Interestingly, this was also a case of finding gold in the astronomy equivalent of a filing cabinet in the attic. "The Hubble Space Telescope has been a truly remarkable observatory, but despite the extreme competition to use it, a lot of the images taken with it have never been analysed to their fullest potential" explained Mr Pope.

"The data I used for my research was mostly taken around 2005 while I was in Year 9 , and it had been sitting on a public archive since then. This data had previously been studied by simple visual inspection, but contained a hidden trove of discoveries accessible only after advanced computer processing. The thing that made all the difference for us was being able to apply the very latest leading-edge image analysis technique called kernel phase interferometry. I was fortunate enough to learn about this straight from its inventor, Dr Frantz Martinache, on a visit to Hawai'i last year. Together we made the first new discoveries with this powerful new approach," said Mr Pope.

It turns out that despite all the effort and expense, even the multi-billion dollar Hubble Space Telescope does not yield absolutely perfect vision.

The mirrors, lenses and other components that comprise the telescope all bend and warp by tiny amounts as the observatory orbits in space, enough to create subtle shifts in the image that are easy to confuse with real signals from the star being studied. The key breakthrough came with the realization that the structure in the image could be mathematically divided into two classes: firstly those which could arise from errors in the mirror, and critically, a second class which could not.

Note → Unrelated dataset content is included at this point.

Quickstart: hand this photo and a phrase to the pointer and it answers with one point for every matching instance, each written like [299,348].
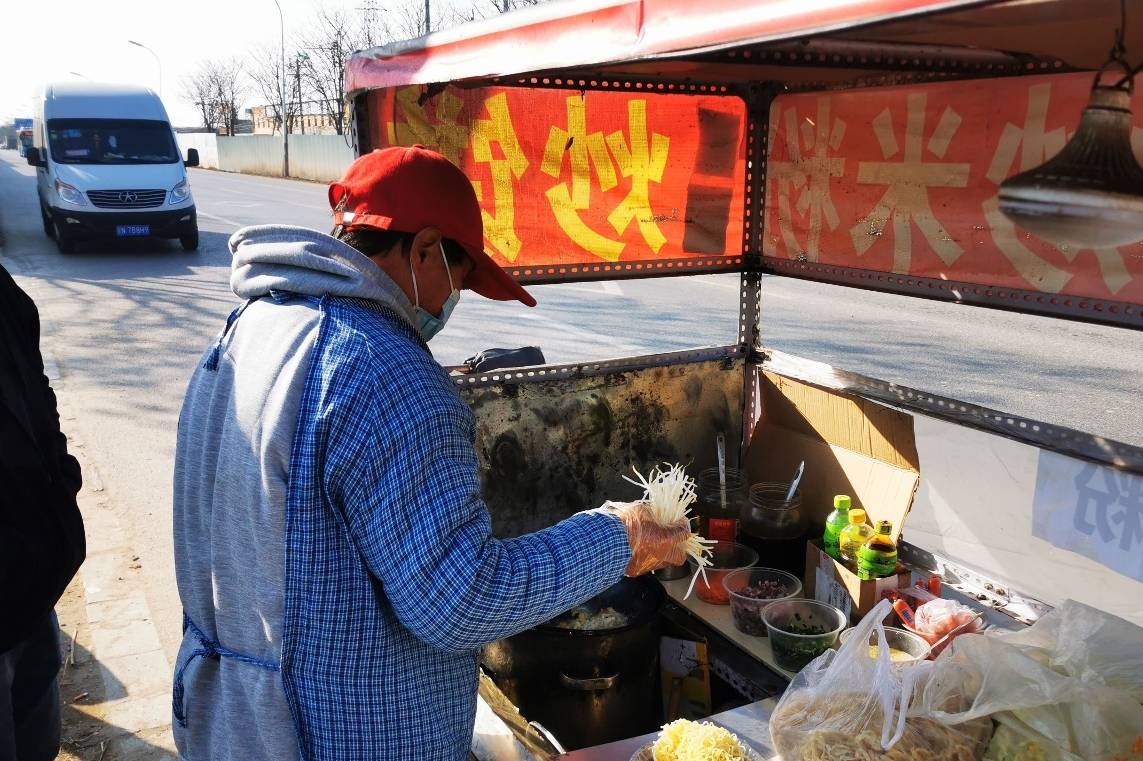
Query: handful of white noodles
[669,495]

"In essence, we divide the image into two parts", explains Dr Martinache, "the first can be corrupted by optical problems, and we discard this. kernel phase interferometry can then focus exclusively on information in the image which is essentially immune to the noise. It is like a noise-cancelling headset on an aeroplane: you flick off the noise and you can suddenly detect all these faint signals nobody else could find."

Mr Pope's research unleashed this powerful method in the hunt for companions to the intriguing objects known as brown dwarfs which occupy the no-man's-land in mass between gas giant planets like Jupiter, and the smallest, dimmest stars.

"Brown dwarfs are like a missing link between stars and planets, and by studying them we learn more about how the great diversity of star systems in the universe came to be formed." said Mr Pope.

"Although they are incredibly faint, so we never see them except with large telescopes, they are actually very common. Most importantly, nobody is quite sure how they can be formed, and they present a tricky challenge to just about all theories for how matter collapses to form compact bodies like stars and planets. Some say they form like large planets around more massive stars, and are then ejected; other models can have brown dwarfs forming by themselves like stars. In particular, one of the key tests is to find how often brown dwarfs are found in pairs.

This binary fraction is quite high for stars - the in joke among astronomers is that 'three in every two stars is a binary.

"What my work here has shown is that it is in fact also higher than previously thought for brown dwarfs too. This high binary fraction favours theories where brown dwarf systems form like scaled-down star systems," said Mr Pope.

"You can't help but feel a little poignancy for brown dwarfs.", concludes Professor Peter Tuthill, Mr Pope's research supervisor at the University of Sydney, "Failed stars out in the cold reaches of the Galaxy, never to see a sunrise and doomed to slowly freeze as generations of stars around them are born and die. I guess Ben's work gives the poets in us a little solace, in that more of them than we expected are in a stately orbital dance with a partner that will still be going when our own sun has lived its entire life and is but a memory."

Mr Pope's award marks a Hat-Trick for the Sydney Institute for Astronomy at the University of Sydney in winning this prestigious national prize three years in a row with past winners Alison Hammond (2012) and Barnaby Norris (2011).

The paper "Dancing in the Dark: New Brown Dwarf Binaries from Kernel Phase Interferometry", Pope, Martinache and Tuthill, ApJ, 2013 is now published in the Astrophysics Journal.